Why BEST still waits for the much-needed overhaul?
During the Hindustan Times’ Unclog Mumbai initiative in the last two years, transport experts had repeatedly stressed on the need to encourage public transportmumbai Updated: May 12, 2017 09:22 IST
It’s been 15 years since the Maharashtra government launched its ambitious Mumbai transformation plan to rebuild the city’s crumbling transport infrastructure. It included a bouquet of infrastructure projects such as the metro, monorail, water transport, expanding the capacity of the suburban train network and building roads such as the eastern freeway.
The original plan was to invest Rs43,000 crore, but now the cost of the projects has increased manifold. In the past few years, some more projects such as the Mumbai coastal road has been added. What we have seen over the years is that the authorities in the state or the city are more interested in big-ticket projects rather than the ones that would boost public transport. The only exception is the network of seven metro routes planned by the government after Devendra Fadnavis took over as chief minister.
Besides the metro, most projects seem to be aimed at promoting private transport. State and city level authorities seemed reluctant to take up the overhaul of Mumbai’s century-long bus service, which is still the second largest mode of mass transport for Mumbaiites, after the suburban railway network.
Over the years, as the makeover plan was being implemented, BEST’s bus service was losing its sheen and commuters. Reviewing functioning and making changes in it, keeping in mind the way Mumbaiites work and commute, was never taken seriously. When it came to the BEST, the only solution seemed to be buying more buses. The BEST, which was somehow running its loss-making transport wing by using its profit in distribution of electricity, suffered a blow when it was prevented from doing so under the provisions of the Electricity Act. The provision in the law was meant to benefit electricity customers but it brought trouble for the bus service.
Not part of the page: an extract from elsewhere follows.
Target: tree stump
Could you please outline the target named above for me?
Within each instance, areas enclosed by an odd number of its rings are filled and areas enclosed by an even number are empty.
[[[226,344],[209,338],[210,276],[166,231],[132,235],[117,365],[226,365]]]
It was at this juncture that both the state government and the BMC, which owns the BEST, should have charted out a plan to make the service financially viable but nothing much was done. The BEST administration tried to increase the fare but the political leadership did not allow.
This approach towards affordable mass transport in the city has led to the situation in which the BEST finds itself now. On Monday, it wound up its air-conditioned bus service. Next, it is going to shut some existing routes. Its accumulated losses have crossed Rs2,000 crore. Since last month, it does not have enough funds to pay salaries. The administration has prepared a plan, which includes curtailing bus operations and increasing the fare.
During the Hindustan Times’ Unclog Mumbai initiative in the last two years, transport experts had repeatedly stressed on the need to encourage public transport.
Over the past two decades, the way Mumbai works and commutes has changed a lot. The traffic is no more only north-south bound as new commercial hubs have emerged across the city. In the next few years, the metro will start taking shape. Considering this, BEST should rework its routes, use smaller buses and adopt new technologies to make its service commuter-friendly, say experts. The state and BMC authorities must provide funds for the overhaul of the service. While big-ticket projects are being chased, some attention needs to be paid to low-cost but effective solutions such as dedicated bus lanes. Experts have also been suggesting that the bus service in the entire Mumbai Metropolitan Region should be handed over to the BEST. It makes sense considering the emerging commercial hubs along the periphery of Mumbai. During his election campaign, chief minister Devendra Fadnavis had promised a lot of things for Mumbai and the city gave a substantial number of seats to his party. Maybe he can start with the BEST.